Thanks for the post.

Penrose doesn't mention it ie the issue with gravity and normal ordering. Normal ordering is what I have gleaned from studying QFT. I have studied a few books - the ones I mentioned that I was not happy with plus some I am eg:
https://www.amazon.com/dp/019969933X/?tag=pfamazon01-20
https://www.amazon.com/dp/0984513957/?tag=pfamazon01-20

I wanted to move onto Weinberg, I have the books, but wanted a bridge, so I got Zee. I found some parts good other parts - well not so good - but I felt at the end of the day it wasn't the book to get me to Weinberg. I now have - Srednicki - which a regular poster/science adviser here (Vanhees) who teaches it thinks could be a good bridge. Like all things - especially as you get older - it just takes time.

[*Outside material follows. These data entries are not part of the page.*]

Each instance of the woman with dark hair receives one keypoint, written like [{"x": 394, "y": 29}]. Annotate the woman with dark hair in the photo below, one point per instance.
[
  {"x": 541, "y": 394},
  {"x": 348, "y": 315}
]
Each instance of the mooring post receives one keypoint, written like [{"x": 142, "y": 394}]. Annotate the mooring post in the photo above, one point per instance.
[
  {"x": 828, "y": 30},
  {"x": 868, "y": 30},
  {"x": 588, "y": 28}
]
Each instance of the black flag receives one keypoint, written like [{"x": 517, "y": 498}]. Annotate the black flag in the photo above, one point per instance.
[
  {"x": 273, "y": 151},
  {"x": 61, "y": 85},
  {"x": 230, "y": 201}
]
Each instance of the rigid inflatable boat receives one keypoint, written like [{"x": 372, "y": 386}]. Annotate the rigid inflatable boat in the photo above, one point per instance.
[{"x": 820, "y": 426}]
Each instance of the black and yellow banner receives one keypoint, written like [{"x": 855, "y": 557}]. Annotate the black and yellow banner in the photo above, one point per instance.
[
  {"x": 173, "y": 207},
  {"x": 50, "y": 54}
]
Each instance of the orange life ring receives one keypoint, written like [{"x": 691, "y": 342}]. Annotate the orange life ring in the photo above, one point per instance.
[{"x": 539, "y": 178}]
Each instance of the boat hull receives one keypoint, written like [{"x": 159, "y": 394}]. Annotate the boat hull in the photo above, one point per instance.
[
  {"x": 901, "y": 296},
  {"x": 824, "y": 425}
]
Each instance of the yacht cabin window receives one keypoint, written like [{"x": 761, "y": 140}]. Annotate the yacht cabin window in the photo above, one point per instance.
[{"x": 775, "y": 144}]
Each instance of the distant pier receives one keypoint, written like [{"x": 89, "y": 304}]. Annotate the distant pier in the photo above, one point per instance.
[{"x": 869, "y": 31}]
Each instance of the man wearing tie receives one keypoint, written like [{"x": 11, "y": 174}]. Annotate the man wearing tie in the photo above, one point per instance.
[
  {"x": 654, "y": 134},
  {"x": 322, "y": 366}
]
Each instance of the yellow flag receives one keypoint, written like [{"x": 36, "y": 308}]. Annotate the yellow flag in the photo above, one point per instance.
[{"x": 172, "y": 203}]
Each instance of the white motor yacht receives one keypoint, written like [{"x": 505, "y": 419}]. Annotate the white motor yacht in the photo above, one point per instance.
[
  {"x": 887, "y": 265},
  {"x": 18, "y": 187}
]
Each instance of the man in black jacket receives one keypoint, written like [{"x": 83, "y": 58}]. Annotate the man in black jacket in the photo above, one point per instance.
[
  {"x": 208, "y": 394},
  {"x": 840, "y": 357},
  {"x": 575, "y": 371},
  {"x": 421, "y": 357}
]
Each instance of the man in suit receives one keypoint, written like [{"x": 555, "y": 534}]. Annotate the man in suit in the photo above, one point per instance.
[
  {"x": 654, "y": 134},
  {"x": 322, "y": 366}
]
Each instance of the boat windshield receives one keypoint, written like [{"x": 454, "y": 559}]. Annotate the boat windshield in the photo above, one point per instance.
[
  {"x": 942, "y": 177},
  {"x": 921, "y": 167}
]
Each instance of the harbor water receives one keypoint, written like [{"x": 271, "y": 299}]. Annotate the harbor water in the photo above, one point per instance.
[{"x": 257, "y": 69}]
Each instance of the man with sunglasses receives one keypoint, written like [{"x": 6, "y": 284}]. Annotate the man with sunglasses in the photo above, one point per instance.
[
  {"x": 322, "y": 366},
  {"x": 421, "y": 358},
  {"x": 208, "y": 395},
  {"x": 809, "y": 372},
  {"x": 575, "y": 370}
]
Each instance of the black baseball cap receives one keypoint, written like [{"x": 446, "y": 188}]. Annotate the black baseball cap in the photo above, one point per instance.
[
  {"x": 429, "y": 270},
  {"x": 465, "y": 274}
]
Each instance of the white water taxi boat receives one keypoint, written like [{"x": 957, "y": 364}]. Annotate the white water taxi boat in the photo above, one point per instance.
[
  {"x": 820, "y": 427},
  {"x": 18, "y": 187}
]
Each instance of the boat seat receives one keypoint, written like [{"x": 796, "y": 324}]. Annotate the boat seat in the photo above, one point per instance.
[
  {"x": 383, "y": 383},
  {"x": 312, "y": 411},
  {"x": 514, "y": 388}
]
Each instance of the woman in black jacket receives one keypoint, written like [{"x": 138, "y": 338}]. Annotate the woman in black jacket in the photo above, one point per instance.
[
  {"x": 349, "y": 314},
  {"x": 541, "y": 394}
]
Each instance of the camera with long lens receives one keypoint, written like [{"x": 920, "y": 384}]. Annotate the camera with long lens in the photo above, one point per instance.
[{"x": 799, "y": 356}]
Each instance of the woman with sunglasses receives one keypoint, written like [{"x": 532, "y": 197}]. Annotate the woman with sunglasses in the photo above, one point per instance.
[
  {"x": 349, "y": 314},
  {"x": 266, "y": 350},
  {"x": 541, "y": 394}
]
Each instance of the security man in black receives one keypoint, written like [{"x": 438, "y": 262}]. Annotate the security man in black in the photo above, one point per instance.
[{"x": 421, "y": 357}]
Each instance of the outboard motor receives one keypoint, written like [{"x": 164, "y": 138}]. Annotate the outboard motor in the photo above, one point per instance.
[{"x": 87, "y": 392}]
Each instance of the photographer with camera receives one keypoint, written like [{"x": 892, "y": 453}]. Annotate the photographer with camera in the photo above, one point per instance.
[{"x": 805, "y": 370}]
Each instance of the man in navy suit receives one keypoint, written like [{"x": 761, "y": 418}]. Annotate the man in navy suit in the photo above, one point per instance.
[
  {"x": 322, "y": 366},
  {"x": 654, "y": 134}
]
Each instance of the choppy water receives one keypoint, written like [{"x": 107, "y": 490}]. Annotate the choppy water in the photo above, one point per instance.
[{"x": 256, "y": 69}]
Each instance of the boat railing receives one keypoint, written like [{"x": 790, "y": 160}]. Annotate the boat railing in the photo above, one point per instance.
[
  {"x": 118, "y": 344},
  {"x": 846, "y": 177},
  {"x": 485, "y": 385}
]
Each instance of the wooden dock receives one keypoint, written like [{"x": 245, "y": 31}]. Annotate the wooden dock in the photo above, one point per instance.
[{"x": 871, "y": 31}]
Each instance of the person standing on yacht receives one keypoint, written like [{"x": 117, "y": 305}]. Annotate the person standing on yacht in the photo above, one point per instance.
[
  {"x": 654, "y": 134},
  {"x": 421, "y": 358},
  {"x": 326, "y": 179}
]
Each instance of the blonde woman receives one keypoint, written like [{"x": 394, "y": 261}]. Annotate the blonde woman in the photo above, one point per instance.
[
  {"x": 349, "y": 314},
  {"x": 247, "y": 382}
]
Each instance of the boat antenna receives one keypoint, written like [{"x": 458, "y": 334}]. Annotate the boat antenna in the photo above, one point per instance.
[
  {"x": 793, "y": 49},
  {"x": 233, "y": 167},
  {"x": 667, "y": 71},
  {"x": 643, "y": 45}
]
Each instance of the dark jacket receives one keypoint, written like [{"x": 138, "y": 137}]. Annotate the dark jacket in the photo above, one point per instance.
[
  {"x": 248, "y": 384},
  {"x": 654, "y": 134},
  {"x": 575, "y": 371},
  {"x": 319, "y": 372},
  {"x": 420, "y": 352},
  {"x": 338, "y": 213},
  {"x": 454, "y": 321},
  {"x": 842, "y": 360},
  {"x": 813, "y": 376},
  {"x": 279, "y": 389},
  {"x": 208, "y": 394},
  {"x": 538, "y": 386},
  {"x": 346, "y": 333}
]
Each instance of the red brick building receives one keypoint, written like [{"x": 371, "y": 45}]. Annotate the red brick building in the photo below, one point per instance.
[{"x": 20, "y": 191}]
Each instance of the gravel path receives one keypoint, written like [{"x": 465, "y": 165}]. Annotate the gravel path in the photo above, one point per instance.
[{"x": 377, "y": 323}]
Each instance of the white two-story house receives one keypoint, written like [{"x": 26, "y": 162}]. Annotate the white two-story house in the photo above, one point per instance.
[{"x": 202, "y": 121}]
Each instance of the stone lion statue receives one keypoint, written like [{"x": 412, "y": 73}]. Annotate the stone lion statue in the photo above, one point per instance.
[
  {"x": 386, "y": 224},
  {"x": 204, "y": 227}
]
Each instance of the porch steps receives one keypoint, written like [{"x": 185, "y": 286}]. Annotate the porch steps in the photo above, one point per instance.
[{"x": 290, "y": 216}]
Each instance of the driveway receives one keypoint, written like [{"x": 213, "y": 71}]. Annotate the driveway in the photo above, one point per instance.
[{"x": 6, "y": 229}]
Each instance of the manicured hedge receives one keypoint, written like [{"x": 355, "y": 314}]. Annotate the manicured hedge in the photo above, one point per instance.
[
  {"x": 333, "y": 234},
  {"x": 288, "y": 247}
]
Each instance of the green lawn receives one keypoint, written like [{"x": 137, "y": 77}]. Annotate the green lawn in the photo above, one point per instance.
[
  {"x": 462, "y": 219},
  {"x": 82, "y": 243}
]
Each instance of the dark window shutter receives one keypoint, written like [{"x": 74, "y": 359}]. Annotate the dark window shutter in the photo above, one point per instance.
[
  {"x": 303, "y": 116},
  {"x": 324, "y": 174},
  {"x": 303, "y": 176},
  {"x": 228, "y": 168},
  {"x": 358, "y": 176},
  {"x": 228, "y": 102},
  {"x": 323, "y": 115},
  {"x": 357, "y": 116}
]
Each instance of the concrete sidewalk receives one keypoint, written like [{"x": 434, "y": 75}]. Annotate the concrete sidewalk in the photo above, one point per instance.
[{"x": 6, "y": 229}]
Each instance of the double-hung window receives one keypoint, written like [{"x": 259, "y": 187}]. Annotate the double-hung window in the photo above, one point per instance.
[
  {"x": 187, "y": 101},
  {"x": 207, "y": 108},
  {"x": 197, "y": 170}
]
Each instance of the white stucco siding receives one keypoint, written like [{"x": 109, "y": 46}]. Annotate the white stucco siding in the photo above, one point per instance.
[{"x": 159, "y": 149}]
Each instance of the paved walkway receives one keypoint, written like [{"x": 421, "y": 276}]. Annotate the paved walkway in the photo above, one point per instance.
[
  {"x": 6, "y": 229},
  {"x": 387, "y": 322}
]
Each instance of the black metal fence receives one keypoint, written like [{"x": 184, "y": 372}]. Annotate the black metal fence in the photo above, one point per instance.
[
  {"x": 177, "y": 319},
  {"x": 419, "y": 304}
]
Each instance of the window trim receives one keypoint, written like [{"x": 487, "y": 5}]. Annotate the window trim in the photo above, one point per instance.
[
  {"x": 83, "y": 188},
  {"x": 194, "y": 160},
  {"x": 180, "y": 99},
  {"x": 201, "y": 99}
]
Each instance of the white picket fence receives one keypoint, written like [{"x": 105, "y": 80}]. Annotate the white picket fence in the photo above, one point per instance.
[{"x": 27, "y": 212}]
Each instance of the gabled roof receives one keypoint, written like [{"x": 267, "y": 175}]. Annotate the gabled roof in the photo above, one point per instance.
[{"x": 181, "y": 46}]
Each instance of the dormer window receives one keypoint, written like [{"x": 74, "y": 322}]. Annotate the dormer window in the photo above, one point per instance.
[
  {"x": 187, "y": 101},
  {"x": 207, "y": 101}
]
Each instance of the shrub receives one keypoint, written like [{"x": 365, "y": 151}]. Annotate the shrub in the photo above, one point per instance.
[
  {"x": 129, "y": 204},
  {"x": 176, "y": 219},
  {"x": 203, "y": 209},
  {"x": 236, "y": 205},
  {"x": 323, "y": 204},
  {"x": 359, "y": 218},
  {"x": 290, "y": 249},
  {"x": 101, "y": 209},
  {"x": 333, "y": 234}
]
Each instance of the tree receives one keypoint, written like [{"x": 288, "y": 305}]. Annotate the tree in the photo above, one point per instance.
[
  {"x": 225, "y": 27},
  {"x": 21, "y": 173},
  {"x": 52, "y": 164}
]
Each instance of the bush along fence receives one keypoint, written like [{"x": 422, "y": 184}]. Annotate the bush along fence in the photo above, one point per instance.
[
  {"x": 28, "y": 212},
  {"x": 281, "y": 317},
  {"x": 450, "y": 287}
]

I wasn't aware of the issue you mentioned with GR, but my view of Quantum Gravity is a little unusual as you may have gleaned from another post I made in this thread. Need to look into what you said - sounds both complicating and interesting. Another issue with vacuum energy is they often do an arbitrary cutoff at the plank scale. Yes - I know effective field theory and all that makes it a reasonable thing - but does it really resolve the issue. For me normal ordering was the only one that did.